Words From The Cross (Part 4)
Matthew 27:27-46; Mark 15:16-34; Psalm 22
"My God, my God, why have you forsaken me?"
Before Jesus cried these words of abandonment, the Roman soldiers mistreated Him, the crowds mocked Him, passersby derided him, the chief priest and scribes insulted Him, "He saved others, but he can’t save himself!" (Mark 15:31). Sure, they were questioning the legitimacy of His claims, but at a deeper level, their taunt was right. If Jesus was to save others, He had to sacrifice Himself, and He could not save Himself.

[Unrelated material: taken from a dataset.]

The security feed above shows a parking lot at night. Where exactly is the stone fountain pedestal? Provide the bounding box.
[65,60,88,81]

But worst of all for Jesus had to be the feeling of abandonment by God (Mark 15:34). The Son knew the intimacy with His Father spoken of in Matthew 11:27 and was now experiencing what he had never known before – what He had dreaded the most—abandonment by His Holy Father, as He bore the curse of human guilt. So, with His words, "my God, my God, why have you forsaken me?", Jesus utters the complaint of a righteous sufferer as He shares in our ultimate alienation from God in experiencing the pain of death (Romans 6:23) that each of us deserves.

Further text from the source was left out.